Patrick Myers
October 6th, 2009, 05:44 PM
Hello,
I am having a problem with exporting MPEG2 DVD out of Premiere Pro CS3 using Adobe Media Encoder.
During renders it will fail at random points and give a Pure Virtual Call error.
After some digging I have deleted the preferences and installed a update for my C++ Library but nothing seems to work. I haven't been able to find any other work arounds. I have 36 half hour videos to export and this is really slowing me down.
I am cutting on a 32-bit Vista Business Ultimate with 4 gigs of ram. Thanks in advance.
Tripp Woelfel
October 6th, 2009, 08:21 PM
For a variety of reasons, output quality among them, I've given up on AME for DVDs. I spent the US$100 or so for TMPGEnc and pipe the output through DebugMode. The frequent AME failures wanted to make me jump out of a high window.
In trying to suss out my AME failure issues I did a ton of research and do not recollect seeing your type of error. My limited familiarity with the innards of software leads me to believe that you might have a wormy install of something. You might try uninstalling and reinstalling CS3. Please stop rolling your eyes now. (grin) If that doesn't solve it, blow away the entire machine and reinstall the OS. Do a full drive format too. (Is it still called "low level"?) Drive issues can cause weird problems.
Whilst this may sound a bit drastic, it's simpler than trying to solve the problem at the component level. It may actually be quicker too.
Patrick Myers
October 7th, 2009, 02:26 PM
I was dreading that that was what I might have to do. I am on a very tight time limit to get these videos exported and onto DVD Masters so I think I will just have to tough it out for a while.
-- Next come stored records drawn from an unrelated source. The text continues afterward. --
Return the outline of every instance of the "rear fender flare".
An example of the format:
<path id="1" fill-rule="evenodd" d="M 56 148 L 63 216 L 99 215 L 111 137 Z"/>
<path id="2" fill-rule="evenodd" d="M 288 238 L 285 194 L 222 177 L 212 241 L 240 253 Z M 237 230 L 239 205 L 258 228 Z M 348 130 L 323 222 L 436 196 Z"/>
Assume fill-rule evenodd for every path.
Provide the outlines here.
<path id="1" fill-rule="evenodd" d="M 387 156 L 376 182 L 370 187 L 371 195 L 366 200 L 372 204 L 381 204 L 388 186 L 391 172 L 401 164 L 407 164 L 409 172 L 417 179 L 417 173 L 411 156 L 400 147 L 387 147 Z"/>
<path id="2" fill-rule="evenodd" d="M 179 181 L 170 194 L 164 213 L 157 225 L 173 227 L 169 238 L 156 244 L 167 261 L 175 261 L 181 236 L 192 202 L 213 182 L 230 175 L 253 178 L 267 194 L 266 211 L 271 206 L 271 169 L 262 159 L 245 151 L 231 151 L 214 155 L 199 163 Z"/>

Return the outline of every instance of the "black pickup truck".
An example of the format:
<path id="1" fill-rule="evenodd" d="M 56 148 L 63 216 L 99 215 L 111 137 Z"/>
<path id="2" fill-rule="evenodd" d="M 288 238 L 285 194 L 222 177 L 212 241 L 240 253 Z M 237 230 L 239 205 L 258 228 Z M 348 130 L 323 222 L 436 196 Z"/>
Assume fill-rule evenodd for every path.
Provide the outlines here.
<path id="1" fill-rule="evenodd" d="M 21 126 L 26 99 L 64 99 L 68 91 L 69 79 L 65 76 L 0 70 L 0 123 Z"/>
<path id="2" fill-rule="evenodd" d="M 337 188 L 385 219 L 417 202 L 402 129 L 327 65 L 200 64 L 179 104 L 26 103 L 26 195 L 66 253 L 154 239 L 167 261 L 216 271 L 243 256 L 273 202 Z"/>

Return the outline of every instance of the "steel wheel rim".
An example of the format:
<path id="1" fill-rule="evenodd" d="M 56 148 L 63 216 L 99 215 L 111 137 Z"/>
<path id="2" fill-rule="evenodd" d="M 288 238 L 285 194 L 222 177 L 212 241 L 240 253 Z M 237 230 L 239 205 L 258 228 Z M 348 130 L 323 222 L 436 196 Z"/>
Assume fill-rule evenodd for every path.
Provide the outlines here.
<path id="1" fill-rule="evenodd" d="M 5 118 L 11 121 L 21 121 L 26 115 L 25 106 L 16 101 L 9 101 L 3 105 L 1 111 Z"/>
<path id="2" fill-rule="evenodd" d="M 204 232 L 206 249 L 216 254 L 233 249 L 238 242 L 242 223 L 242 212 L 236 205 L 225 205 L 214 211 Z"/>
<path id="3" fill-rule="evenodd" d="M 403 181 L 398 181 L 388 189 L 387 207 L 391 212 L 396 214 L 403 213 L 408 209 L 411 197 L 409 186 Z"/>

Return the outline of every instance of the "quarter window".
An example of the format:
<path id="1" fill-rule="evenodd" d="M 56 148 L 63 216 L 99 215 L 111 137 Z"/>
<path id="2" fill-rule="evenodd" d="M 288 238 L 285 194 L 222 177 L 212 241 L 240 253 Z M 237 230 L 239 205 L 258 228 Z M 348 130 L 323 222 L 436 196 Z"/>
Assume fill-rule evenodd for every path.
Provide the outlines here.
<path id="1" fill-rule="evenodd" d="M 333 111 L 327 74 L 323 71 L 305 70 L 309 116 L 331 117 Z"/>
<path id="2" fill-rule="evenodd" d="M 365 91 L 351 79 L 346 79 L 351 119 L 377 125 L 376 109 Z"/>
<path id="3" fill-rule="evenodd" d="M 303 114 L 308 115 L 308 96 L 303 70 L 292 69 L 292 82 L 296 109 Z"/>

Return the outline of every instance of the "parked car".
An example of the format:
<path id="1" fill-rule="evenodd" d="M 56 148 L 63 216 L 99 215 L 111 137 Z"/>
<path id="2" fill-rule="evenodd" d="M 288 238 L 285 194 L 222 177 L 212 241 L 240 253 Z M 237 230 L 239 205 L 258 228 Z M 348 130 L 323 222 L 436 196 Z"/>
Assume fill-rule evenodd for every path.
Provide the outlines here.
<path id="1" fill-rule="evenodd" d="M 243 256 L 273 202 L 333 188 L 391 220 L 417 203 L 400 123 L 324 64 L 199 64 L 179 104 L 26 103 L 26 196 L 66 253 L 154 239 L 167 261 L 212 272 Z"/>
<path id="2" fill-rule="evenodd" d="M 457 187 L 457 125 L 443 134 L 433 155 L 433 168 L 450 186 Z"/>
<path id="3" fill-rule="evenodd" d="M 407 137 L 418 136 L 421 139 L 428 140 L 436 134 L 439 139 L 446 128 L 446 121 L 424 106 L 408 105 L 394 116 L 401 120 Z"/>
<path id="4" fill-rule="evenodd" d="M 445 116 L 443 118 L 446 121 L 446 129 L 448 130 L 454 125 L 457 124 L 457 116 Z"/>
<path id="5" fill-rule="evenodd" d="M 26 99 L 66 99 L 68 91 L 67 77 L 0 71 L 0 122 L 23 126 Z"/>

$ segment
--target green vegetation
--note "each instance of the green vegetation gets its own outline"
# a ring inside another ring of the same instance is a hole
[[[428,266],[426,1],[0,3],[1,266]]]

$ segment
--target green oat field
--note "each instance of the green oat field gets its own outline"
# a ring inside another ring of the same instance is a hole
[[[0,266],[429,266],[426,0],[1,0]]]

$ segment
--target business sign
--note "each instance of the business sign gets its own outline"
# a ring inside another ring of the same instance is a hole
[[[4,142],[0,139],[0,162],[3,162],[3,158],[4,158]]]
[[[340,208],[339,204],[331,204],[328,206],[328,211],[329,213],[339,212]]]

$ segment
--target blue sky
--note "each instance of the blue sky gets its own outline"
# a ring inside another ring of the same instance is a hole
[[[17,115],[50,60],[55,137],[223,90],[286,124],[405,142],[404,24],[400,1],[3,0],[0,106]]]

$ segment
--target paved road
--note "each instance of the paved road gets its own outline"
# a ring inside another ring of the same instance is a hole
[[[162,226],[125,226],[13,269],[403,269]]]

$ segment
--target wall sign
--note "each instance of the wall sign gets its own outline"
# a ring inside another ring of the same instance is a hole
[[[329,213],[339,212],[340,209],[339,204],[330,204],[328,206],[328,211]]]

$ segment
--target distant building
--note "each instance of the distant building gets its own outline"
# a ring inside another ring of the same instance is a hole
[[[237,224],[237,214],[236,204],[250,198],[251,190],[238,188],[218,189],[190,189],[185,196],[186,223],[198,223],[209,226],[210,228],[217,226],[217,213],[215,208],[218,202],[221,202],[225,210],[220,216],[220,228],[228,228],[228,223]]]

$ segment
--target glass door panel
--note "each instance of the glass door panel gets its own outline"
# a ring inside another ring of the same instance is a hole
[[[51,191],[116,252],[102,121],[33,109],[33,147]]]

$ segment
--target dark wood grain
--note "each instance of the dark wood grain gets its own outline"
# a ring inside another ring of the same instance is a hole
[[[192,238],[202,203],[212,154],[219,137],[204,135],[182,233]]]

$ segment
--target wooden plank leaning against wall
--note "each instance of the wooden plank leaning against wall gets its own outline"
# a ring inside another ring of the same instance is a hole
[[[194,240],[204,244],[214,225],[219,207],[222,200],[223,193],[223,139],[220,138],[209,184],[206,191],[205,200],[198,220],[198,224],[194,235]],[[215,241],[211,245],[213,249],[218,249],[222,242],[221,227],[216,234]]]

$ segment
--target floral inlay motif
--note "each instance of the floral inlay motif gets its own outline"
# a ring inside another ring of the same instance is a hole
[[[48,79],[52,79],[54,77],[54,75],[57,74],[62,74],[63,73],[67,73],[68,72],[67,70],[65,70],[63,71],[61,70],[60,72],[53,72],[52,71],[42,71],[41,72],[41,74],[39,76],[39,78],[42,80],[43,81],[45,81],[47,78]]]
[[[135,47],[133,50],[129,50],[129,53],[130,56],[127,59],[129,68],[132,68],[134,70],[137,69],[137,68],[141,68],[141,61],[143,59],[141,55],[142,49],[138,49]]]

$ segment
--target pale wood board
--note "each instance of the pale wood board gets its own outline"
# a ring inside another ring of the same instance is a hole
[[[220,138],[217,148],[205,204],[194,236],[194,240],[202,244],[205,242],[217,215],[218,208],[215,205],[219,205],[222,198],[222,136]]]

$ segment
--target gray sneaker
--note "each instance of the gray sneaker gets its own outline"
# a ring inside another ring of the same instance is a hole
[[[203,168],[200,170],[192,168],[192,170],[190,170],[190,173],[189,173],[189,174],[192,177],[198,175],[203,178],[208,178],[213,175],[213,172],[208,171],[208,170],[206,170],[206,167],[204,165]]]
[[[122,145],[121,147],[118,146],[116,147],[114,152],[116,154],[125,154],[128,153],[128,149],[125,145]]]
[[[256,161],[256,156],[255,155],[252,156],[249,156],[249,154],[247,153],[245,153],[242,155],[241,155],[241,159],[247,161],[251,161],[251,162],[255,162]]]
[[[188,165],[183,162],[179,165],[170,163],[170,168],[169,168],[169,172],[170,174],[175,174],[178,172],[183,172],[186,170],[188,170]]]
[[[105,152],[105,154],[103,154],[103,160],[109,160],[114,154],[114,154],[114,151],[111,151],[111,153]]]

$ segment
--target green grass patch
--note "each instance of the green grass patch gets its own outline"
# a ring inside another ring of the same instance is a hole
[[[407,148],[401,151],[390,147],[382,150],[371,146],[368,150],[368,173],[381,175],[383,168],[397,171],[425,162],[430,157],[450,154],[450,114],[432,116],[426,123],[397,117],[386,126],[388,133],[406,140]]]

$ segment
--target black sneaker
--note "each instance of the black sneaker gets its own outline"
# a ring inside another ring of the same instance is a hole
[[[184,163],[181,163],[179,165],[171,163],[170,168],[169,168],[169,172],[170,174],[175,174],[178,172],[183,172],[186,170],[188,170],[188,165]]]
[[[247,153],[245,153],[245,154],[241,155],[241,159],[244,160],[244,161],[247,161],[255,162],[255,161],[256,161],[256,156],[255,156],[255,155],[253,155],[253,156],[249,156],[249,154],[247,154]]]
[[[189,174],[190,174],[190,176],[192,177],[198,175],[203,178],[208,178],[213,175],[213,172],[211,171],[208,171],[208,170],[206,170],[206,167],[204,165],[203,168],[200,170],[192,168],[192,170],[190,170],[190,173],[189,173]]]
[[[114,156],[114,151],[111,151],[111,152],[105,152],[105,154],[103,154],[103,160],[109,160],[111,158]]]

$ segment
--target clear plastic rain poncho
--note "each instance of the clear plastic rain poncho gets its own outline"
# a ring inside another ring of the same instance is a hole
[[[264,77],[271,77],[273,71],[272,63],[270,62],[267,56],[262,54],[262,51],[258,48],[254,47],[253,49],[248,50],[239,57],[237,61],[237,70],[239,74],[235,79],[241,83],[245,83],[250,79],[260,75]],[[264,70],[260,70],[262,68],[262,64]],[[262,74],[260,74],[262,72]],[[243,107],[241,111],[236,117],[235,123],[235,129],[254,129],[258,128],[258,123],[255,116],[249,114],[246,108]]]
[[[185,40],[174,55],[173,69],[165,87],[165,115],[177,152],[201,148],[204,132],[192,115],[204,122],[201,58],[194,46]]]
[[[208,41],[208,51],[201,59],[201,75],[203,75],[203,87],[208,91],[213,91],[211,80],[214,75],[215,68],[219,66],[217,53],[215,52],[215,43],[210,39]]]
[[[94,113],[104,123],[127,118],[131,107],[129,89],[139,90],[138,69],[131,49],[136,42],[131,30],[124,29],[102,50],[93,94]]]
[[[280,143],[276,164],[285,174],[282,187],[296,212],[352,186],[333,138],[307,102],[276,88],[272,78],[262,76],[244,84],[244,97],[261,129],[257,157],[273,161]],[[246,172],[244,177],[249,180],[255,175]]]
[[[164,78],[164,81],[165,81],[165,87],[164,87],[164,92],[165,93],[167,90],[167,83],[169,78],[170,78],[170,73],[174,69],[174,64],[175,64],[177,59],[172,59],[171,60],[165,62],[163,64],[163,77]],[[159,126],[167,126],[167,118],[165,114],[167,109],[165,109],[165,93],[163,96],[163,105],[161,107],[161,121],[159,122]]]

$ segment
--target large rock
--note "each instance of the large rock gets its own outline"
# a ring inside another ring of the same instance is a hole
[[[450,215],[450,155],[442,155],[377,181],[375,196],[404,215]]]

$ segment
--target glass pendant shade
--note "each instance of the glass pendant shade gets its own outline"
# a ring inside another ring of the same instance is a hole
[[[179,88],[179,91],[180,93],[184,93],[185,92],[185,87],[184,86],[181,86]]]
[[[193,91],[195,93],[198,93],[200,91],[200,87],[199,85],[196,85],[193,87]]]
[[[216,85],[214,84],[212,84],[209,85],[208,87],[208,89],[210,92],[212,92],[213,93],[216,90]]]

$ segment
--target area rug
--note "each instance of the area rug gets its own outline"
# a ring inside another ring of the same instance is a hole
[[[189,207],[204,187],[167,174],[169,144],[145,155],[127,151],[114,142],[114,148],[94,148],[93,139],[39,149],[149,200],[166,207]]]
Update: It seems to work when I completely shut the machine down and start rendering after booting it back up. Might this mean that I have a memory leak problem? Also I am working on a internal RAID 0. Might that cause problems?
Tripp Woelfel
October 7th, 2009, 07:12 PM
Update: It seems to work when I completely shut the machine down and start rendering after booting it back up. Might this mean that I have a memory leak problem? Also I am working on a internal RAID 0. Might that cause problems?
Glad to hear you got is at least partially sorted. A reboot can cure a variety of ills. I always reboot before I render.
A properly configured RAID shouldn't make a difference. It just looks like a really big and really fast disk to the OS and apps, assuming it's a hardware RAID. It can be that way for a software RAID too but there are lots of variables with that one.